The disease annotation is annotated by clinvar disease database [4], which is also adopted from ANNOVAR [2].

Pharmacogenomics

The pharmacogenomics variants and related drug information were collected from 34 Clinical Pharmacogenetics Implementation Consortium (CPIC) guidelines (https://cpicpgx.org/). Then add the pharmacogenomics annotation to the variants in this database.

Browser

The browser jumps to genome browser webpage to see the variants coordinates on human genome along with other tracks such as Genes and Gene predictions, Comparative Genomics and variation.

Reference

[1] AUTON A, ABECASIS G R, ALTSHULER D M, et al. A global reference for human genetic variation [J]. Nature, 2015, 526(7571): 68-74.

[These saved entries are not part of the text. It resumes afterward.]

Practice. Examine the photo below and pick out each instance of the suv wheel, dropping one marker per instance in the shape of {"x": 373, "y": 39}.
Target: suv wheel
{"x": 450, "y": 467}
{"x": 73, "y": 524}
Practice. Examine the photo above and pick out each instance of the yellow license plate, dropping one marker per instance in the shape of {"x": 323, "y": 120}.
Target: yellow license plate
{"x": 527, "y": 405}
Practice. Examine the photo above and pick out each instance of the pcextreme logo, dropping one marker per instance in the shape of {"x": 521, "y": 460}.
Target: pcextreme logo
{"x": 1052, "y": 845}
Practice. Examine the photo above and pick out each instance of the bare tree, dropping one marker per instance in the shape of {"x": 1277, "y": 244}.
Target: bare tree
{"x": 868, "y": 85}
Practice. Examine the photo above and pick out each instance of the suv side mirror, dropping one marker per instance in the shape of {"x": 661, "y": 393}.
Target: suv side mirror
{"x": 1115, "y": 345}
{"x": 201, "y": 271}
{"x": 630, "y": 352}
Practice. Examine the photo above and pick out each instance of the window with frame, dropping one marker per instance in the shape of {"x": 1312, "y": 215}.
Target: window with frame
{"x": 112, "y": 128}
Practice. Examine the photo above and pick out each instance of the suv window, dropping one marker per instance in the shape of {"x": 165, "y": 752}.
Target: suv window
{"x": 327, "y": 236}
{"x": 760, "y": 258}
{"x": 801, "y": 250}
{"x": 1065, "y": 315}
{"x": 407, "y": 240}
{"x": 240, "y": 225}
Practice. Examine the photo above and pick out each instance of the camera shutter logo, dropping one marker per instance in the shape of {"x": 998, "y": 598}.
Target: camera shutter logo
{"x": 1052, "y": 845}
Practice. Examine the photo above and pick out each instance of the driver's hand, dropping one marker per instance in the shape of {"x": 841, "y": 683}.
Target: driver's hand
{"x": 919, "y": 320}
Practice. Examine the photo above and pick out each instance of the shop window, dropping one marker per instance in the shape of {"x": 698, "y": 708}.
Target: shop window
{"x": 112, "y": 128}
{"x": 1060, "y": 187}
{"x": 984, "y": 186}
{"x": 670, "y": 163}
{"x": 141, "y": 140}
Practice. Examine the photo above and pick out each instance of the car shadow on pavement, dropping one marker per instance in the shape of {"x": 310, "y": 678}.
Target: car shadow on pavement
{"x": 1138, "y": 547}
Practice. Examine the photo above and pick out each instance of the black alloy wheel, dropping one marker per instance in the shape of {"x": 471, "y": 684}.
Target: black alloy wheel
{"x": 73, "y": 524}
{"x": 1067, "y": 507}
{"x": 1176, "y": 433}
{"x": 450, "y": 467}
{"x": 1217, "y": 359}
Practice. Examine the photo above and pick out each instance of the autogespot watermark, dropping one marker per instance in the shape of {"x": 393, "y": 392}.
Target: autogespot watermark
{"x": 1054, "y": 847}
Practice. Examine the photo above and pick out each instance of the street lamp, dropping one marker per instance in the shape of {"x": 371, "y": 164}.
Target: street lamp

[2] WANG K, LI M Y, HAKONARSON H. ANNOVAR: functional annotation of genetic variants from high-throughput sequencing data [J]. Nucleic Acids Research, 2010, 38(16).

[3] KARCZEWSKI K J, FRANCIOLI L C, TIAO G, et al. The mutational constraint spectrum quantified from variation in 141,456 humans [J]. Nature, 2020, 581(7809): 434-43.

[4] LANDRUM M J, LEE J M, BENSON M, et al. ClinVar: improving access to variant interpretations and supporting evidence [J]. Nucleic acids research, 2018, 46(D1): D1062-D7.